In September, food giant General Mills, maker of Cheerios, flagged the soaring costs for materials and labor to justify conventional price increases but also changes to "PPA" – price pack architecture – a technical term for the adjustment of size or quantities.
While these small changes in size could pass largely unnoticed in the past, the internet era puts them in the spotlight.
On the social network Reddit, the "Shrinkflation" group has 14,500 members, who share their discoveries, though mostly tongue-in-cheek rather than to protest.
"It's definitely more insidious because shrinkage, at least for me, is less noticeable than a price increase," Jonathan Khoo, 44, a software designer in Oregon, told Agence France-Presse (AFP).
But "it's the delay in finding out that you've been played" that makes the tactic "much worse" than a straightforward price hike, he said.
Pierre Chandon, professor of marketing at Sorbonne University's INSEAD behavioral lab, said shoppers feel they have been scammed because "most consumers have a mistaken idea that the quantities are standardized, regulated," which is only true for a few with rare exceptions like alcohol.
"Since we assume that the weight is fixed, we do not look at it," Chandon said.
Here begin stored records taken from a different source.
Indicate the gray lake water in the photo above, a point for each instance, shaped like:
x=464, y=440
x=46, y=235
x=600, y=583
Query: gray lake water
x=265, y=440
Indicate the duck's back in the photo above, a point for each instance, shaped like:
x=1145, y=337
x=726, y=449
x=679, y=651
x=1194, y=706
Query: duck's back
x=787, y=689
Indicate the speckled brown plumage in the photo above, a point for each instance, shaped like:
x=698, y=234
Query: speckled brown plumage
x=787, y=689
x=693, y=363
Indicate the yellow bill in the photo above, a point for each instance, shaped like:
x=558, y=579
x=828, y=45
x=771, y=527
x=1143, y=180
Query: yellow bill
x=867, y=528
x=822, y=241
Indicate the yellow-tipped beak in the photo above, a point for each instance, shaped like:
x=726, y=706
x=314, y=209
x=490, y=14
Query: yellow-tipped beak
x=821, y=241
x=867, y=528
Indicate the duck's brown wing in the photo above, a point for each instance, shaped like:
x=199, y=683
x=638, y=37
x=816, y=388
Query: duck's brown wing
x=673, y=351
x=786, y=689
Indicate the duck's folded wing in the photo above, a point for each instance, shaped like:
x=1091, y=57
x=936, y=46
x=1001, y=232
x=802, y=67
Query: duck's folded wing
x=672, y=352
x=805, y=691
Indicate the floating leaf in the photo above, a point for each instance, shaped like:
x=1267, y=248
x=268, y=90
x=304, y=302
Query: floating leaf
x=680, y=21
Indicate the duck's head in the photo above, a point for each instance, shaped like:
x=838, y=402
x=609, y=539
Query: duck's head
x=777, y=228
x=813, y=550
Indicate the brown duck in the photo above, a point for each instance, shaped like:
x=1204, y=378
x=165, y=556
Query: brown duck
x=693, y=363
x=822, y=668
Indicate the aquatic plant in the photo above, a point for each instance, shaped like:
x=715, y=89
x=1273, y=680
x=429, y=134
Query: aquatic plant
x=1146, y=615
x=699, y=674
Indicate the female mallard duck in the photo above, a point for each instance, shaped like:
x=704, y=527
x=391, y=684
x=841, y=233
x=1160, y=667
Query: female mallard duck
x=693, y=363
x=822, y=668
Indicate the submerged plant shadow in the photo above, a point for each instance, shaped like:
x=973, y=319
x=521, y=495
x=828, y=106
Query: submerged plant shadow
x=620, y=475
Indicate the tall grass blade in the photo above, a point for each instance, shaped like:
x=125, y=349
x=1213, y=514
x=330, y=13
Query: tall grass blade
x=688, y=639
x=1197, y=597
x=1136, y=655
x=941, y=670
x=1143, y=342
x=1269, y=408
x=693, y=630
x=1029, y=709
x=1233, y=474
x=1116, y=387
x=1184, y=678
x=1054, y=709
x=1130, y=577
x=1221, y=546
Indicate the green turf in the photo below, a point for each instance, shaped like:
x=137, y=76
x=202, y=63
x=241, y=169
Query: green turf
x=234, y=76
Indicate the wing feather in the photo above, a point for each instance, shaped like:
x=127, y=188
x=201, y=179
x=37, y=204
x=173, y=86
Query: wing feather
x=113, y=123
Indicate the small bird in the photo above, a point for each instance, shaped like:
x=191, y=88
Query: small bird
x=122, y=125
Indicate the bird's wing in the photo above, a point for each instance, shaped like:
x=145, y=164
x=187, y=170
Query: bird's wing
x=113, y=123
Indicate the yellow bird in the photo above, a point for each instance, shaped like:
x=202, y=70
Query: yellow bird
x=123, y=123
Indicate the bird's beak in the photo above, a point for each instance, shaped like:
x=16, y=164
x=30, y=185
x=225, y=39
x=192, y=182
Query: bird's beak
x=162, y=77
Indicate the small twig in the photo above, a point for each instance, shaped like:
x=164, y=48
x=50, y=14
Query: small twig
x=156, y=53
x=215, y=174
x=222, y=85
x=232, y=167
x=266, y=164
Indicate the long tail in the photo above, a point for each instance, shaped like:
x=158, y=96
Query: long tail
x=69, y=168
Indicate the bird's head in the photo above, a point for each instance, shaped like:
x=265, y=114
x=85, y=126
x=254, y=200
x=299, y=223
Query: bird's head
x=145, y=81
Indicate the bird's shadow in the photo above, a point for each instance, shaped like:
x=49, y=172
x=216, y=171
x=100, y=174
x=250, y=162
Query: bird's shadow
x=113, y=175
Fellow Oregon resident Brian Johnson winced when he recently saw that a container of trendy local ice cream brand Tillamook lost six ounces, dropping to 48 ounces (to 1.42 liters from 1.65 liters).
"I know that companies are doing this because consumers have a price point for items based on years of experience. They expect to buy a container of something within a price range," the 52-year-old data scientist said.
Dworsky, known as "Mr. Consumer," said companies "don't take a step like that lightly."
"They did the calculation" and if they get a handful of complaints "they send a couple of bucks in coupons to the consumer to get them to keep buying."
In fact, there are no documented examples of shoppers revolting against a product that has shrunk, and even the members of the Reddit group hardly ever call for a boycott of a brand.
"Perhaps we have learned that this is normal and that if we are fooled, it is because we have been bad shoppers," Chandon explained.
Anand Krishnamoorthy, a marketing professor at the University of Central Florida, said even after the cost spikes have receded, "there is no incentive" for brands to revert to their original size.
Examples of shrinkage can be seen in many other sectors – from tiny urban apartments to legroom on airplanes – but "where we notice it the most is consumer packaged goods."
"Consumers don't understand sizing as much as they do prices," Krishnamoorthy said.
Chandon, the Sorbonne professor, sees a silver lining in the health benefits of smaller package sizes.
"We know that the more there is, the more we eat," he said, and now "we are returning to what were normal portions not so long ago."